Spring is here and thoughts have turned to love (sort of!) here at The Lodge.
Birdlife all over the reserve is busy preparing for the breeding season.
Blue tits are looking for food to fatten themselves up in preparation for the days ahead, a pair of red kites are regularly spotted eyeing each other overhead, and two mallards are wandering the manicured grounds as I write in search of a new family-sized home.
Tosh, I hear you cry, it's just nature at work. And you'd be right.
Since life in the wild can be precarious, it would be folly for many smaller birds to to put too much faith in a single spouse.
And so large numbers of birds - from the aforementioned mallards to strutting songbirds - will get it on with just about any other feathered friend they can find.
Female birds, conscious that their nest could be attacked at any moment, may also lay an egg or two in a neighbour's nest as a kind of avian insurance policy.
But romance is not yet dead in the bird kingdom.
On a recent trip to nearby St Neots, I spotted a species that everyone knows mates for life - the mute swan, of course.
If one swan dies, its partner may remain single and celibate for several seasons - a big chunk of time for a bird that can only expect to live in the wild for 15 years or so.

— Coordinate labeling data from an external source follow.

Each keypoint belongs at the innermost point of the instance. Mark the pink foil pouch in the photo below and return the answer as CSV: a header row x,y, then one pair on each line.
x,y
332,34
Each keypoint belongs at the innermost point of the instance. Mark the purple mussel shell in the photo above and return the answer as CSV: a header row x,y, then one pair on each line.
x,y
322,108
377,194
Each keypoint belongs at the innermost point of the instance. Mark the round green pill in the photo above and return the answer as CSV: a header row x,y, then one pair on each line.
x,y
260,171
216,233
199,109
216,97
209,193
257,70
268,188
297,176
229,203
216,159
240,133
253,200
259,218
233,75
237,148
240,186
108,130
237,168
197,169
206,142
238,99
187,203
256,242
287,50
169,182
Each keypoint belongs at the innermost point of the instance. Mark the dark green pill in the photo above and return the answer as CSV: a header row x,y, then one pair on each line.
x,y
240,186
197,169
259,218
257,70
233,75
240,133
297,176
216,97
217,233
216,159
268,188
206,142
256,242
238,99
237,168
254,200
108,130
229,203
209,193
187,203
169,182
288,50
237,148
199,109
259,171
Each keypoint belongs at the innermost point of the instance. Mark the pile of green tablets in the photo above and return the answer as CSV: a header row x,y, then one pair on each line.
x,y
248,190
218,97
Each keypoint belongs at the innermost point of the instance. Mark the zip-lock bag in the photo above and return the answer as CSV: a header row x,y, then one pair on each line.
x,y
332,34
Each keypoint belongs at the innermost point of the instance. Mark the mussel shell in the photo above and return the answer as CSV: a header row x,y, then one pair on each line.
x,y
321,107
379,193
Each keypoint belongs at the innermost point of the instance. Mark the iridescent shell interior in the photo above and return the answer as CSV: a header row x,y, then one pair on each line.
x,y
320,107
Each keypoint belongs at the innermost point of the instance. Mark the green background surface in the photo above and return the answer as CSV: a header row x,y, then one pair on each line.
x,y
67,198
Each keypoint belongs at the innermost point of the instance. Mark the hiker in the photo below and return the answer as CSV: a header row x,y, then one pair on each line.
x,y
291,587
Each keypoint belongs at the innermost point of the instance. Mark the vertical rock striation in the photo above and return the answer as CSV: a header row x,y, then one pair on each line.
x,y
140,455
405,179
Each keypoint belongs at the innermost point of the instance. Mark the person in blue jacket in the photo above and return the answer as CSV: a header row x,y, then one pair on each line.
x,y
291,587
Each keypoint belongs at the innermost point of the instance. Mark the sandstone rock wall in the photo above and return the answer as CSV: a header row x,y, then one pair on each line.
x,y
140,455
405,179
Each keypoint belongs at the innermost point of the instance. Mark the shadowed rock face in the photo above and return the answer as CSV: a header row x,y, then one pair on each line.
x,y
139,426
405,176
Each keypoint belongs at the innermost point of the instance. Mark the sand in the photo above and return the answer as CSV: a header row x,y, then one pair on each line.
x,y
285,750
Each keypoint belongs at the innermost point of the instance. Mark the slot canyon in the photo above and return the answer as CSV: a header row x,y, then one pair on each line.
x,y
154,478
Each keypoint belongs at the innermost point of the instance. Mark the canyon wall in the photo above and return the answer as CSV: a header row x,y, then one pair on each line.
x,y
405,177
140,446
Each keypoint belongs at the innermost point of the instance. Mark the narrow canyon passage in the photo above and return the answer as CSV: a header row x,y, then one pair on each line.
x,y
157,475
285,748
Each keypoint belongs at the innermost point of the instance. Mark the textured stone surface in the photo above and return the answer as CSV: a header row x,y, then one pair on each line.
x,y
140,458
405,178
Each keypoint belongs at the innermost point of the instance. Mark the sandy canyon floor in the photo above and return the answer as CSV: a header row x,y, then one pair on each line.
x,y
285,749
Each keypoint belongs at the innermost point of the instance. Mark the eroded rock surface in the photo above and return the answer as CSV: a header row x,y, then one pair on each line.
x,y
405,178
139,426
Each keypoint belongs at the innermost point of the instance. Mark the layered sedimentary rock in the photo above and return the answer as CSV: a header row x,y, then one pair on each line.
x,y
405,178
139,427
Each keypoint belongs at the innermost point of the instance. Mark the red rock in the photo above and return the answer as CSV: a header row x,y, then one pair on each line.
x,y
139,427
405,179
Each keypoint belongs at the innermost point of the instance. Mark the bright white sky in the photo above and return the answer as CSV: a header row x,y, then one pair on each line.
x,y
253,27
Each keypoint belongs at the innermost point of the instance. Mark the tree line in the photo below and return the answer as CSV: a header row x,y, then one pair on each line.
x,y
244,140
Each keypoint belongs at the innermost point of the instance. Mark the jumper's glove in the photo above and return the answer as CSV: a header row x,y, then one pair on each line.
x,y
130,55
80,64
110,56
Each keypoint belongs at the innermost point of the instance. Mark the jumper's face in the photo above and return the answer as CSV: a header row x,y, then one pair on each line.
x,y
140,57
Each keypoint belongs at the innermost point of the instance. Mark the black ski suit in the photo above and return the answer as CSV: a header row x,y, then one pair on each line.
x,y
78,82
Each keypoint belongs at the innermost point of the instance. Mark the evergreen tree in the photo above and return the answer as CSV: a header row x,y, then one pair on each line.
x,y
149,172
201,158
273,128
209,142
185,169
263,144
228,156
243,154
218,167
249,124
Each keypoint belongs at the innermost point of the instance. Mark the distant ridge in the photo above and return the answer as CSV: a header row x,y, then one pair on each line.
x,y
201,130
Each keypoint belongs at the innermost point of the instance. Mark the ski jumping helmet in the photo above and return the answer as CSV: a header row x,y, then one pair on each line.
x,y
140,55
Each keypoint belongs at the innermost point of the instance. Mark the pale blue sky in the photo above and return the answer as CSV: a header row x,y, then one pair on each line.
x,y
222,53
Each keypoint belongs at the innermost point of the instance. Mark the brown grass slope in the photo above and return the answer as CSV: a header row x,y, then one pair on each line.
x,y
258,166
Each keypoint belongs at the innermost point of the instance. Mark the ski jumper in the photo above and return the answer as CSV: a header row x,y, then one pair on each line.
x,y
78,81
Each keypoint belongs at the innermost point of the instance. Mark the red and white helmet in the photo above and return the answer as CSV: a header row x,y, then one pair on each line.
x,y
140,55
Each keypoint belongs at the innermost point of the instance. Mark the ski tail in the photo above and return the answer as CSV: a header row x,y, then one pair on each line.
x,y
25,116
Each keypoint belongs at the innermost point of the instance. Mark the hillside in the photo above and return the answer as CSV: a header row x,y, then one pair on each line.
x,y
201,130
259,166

Natural selection is at work here too - it's their survival strategy - and one which is rare among birds.
Unfaithfulness just wouldn't pay dividends for swans, as they are highly territorial. In fact, pairs often gang up on unwary intruders to defend their territory.
Such devotion regularly pays off - pairs that have been together for many years often raise more young than those that have just met.
So, while natural selection encourages smaller birds to practice polygamy, swans' devotion to their mate keeps them gliding on.